Mr. Smith Goes to Washington
Frank Capra’s peculiar morality tale set in the U.S. Senate, Mr. Smith Goes to Washington (1939), wears its idealism on its sleeve. This is both admirable and grating. James Stewart (a Capra favorite) plays interim senatorial appointee Jefferson Smith with a broadness that was the signature of Capra’s comedies (It Happened One Night, You Can’t Take it With You, Mr. Deeds Goes to Town) and with a spirited patriotism that would mark Capra’s, sometimes inartful, Why We Fight documentaries of the ’40s. Smith’s belief in American principles inspires young people (boys, primarily) back home. They see through their parents’ cynicism and complicity in the decline of the American Dream. An early scene between the weasley Gov. Hopper (Guy Kibbee) and his mouthy, but amazingly informed, kids is a model of timing and exposition. And how terrific is it these kids who think Jefferson Smith is just what Washington needs get schooled by reading the Boy Ranger newspaper?! Hopper sees an opportunity and sends the unprepared and, presumably, pliable Smith to Washington.
In a wonderfully earnest sequence, the newby visits all of the famous monuments and words in the Nation’s Capital, but then must confront a political establishment that is steeped in graft and a press corp that is manipulative and, initially, unsympathetic to the cheeky, square-state junior senator.
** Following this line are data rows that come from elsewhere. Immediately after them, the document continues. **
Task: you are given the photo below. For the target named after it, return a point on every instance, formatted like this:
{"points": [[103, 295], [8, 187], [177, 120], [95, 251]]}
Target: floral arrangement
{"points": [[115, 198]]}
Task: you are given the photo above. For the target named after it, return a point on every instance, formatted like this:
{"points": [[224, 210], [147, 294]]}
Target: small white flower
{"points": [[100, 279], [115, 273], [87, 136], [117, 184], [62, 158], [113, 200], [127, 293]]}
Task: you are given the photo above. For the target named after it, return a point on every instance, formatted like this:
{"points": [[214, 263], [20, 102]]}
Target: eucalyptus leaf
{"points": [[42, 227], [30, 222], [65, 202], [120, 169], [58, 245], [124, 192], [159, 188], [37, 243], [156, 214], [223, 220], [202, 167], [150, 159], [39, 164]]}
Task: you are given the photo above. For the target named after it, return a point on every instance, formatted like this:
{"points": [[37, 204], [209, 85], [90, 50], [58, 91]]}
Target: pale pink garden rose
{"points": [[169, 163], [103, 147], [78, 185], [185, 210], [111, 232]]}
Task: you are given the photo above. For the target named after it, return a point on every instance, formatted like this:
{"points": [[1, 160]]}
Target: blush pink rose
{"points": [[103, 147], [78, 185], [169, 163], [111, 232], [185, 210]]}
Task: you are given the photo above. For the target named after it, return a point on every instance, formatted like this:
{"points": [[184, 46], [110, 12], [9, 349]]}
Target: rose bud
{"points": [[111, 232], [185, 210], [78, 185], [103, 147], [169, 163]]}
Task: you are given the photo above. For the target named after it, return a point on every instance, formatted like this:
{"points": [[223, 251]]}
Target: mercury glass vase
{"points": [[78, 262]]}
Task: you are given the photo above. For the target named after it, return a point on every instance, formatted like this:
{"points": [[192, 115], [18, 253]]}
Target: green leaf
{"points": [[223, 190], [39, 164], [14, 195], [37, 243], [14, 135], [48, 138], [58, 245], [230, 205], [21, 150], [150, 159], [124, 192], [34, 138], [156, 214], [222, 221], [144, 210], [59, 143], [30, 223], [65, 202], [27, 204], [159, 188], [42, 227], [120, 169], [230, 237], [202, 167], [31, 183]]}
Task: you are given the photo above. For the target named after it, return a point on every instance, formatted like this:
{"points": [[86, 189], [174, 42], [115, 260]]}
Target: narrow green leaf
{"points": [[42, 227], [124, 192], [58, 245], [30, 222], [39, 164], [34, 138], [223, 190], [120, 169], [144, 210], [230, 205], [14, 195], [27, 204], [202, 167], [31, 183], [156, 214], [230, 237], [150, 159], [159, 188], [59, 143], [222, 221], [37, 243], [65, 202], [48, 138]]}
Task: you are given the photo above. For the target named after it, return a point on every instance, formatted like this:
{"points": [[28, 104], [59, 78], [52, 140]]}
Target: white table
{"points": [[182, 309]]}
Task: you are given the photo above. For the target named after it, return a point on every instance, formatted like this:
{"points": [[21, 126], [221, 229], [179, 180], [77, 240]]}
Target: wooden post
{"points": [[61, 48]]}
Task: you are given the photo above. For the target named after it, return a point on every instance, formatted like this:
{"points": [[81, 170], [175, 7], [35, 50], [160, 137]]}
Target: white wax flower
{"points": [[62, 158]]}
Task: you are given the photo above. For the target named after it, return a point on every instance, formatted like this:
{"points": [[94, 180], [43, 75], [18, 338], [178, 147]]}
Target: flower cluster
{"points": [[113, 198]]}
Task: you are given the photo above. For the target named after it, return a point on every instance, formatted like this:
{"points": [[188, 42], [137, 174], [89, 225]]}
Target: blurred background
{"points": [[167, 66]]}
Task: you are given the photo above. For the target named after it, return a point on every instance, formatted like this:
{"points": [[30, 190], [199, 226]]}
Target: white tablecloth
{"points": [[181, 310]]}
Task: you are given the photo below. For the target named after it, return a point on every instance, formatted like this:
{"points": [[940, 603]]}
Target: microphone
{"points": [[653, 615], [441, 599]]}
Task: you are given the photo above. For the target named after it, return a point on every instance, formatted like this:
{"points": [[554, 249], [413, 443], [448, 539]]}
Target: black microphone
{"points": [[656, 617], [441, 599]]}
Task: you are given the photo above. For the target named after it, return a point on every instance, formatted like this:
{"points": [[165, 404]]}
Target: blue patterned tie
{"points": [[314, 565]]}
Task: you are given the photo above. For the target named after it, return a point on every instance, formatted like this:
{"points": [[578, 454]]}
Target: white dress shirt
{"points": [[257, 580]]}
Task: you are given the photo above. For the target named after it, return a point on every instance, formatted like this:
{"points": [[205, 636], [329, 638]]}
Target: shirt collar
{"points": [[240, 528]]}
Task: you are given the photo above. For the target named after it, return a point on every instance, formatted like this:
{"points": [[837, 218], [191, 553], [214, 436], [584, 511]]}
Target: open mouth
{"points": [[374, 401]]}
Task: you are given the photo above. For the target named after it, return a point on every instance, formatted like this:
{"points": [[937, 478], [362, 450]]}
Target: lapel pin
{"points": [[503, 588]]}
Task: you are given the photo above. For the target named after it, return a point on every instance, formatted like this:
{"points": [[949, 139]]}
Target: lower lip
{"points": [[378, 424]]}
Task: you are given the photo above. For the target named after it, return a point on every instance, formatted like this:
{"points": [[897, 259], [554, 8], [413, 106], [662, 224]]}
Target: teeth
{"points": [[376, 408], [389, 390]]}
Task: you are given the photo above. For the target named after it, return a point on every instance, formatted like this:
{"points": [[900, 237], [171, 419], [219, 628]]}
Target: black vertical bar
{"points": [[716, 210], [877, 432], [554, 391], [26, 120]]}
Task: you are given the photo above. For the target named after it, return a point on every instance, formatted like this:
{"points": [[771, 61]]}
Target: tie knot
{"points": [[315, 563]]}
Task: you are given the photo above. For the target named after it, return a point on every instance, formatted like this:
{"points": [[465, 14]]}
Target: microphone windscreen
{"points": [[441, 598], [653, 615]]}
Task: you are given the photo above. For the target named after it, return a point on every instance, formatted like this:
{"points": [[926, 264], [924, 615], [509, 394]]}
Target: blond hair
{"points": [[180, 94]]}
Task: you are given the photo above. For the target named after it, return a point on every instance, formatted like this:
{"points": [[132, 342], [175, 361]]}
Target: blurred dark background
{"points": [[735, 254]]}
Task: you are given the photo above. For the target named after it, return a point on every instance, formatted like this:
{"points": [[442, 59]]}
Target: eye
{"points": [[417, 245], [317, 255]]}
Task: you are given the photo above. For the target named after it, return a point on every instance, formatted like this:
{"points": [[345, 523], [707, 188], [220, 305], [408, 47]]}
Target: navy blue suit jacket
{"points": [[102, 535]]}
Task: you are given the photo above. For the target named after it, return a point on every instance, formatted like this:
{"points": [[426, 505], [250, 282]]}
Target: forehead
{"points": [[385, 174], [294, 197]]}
Smith finds an unlikely ally in the cynical and sassy Clarissa Saunders of Baltimore (played by another Capra favorite Jean Arthur), whose own dreams have been doused by power players like money bags Jim Taylor (Edward Arnold) and the once-honorable Senior Senator Joseph Paine (Claude Raines). She finds news inspiration in Smith’s description of the unspoiled beauty of his home state, all of which sounds marvelous to a girl whose only known the wranglings of Congress. Smith quickly becomes a nuisance and when his passion leads him to cross Taylor and Paine, the Taylor Machine unleashes a character assassination campaign, with Paine’s help, that at first overwhelms but then ignites Smith.
The final act of Capra’s classic is (in)famous and is what makes the tale so peculiar and, maybe, unsatisfying to some. It’s infamy comes from the unsatisfying ending that inserts “God’s deliverance” in the place of justice. Still, 75 years after its release, Mr. Smith warns about internal threats to personal liberty, the imbalance of power, disunity among the country’s citizens, the untoward influence of great wealth on policy-making, and the inevitable corruption that follows. And that makes it as fresh as today’s headlines.